Carlos Alberto Furtado de Melo

 

Normalmente, as previsões, em política, servem para que se conclua que, em política, não se deve fazer previsões e muito menos dar atenção a elas. Se a política é como nuvem, a ciência política é a meteorologia da desconfiança. De modo que, no Brasil atual, independente das massas de ar, o mais seguro é sair de casa com guarda-chuva. Tendo isto em mente, pode-se prever que, em 2006, o cenário seja naturalmente tomado pelos escombros e ressentimentos de 2005. É verdade que para saber isto não é preciso mais que a intuição do ancião que acorda com dores nas costelas, vê o tempo nublado e diz: “vem chuva”. O que parece menos prosaico, no entanto, é que a próxima eleição será (nos discursos e programas) indelevelmente marcada pela tentativa de mudança da pauta econômica. A paciência da classe média, formadora de opinião e, por decorrência, dos atores políticos parece estar se esgotando. Propostas de correção e mudanças de rumo vão ganhando consistência política; isto é fato. Eis um raio cheio de eletricidade no horizonte.

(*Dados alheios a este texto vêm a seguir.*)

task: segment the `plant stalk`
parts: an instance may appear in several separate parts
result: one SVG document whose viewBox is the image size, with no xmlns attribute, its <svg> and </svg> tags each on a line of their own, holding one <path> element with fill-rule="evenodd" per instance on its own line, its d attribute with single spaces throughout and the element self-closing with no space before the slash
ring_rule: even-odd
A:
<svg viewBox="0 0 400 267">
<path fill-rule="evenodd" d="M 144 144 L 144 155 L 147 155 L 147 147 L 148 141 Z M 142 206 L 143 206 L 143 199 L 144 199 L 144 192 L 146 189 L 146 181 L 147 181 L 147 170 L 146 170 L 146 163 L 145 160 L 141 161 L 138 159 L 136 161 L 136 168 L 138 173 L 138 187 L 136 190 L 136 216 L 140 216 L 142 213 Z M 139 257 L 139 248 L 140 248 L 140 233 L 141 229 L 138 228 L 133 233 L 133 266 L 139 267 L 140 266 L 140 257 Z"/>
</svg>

Se em 2002 os candidatos concordavam com os princípios da estabilidade e da rigidez fiscal necessária, em 2006 tendem a apresentar projetos que insinuem o rompimento com o que chamam de “armadilha do superávit primário, dos juros elevados e do câmbio desajustado”. As candidaturas desde já colocadas representam forças sociais descontentes ou atingidas pelo o que passou a ser chamado de “ortodoxia econômica”. Naturalmente, seus representantes vocalizarão o “sentimento das bases”. Pouco importa a justeza ou correção dos discursos, o certo é que, mais que a questão da ética (no mínimo, no mesmo nível) será a economia o alvo das críticas e sua pretensa superação a estrela das promessas para 2007.

Por antecipação e por convicção ideológica, o novo diretório do PT percebeu este fenômeno e resolveu sair à frente no ataque ao malanismo/paloccismo. As críticas revelam o desconforto de quem se acostumou com a oposição e não se aclimatou com o governo, mas não é só isso. Há um jogo: o Lula, por enquanto, faz ouvidos moucos e cara de paisagem. Sabe que em ano de eleição não se faz marola; a lambança – se for inevitável – que fique para o próximo mandato. Mas, é claro, que a postura do diretório pode servir ao presidente como bandeira discursiva para a superação dos “marcos de neoliberalismo” em um novo governo. Uma porta aberta, quando todas as outras podem se fechar, a depender dos apoios que a oposição angarie. De modo que diretório lhe propicia a tangente do descolamento de si mesmo; a promessa de superação da “herança maldita”, enfim. “O maior desenvolvimento da história, que este país já viu”, por meio da simples elevação do gasto público. Uma festa de imagens hiperbólicas e ocas.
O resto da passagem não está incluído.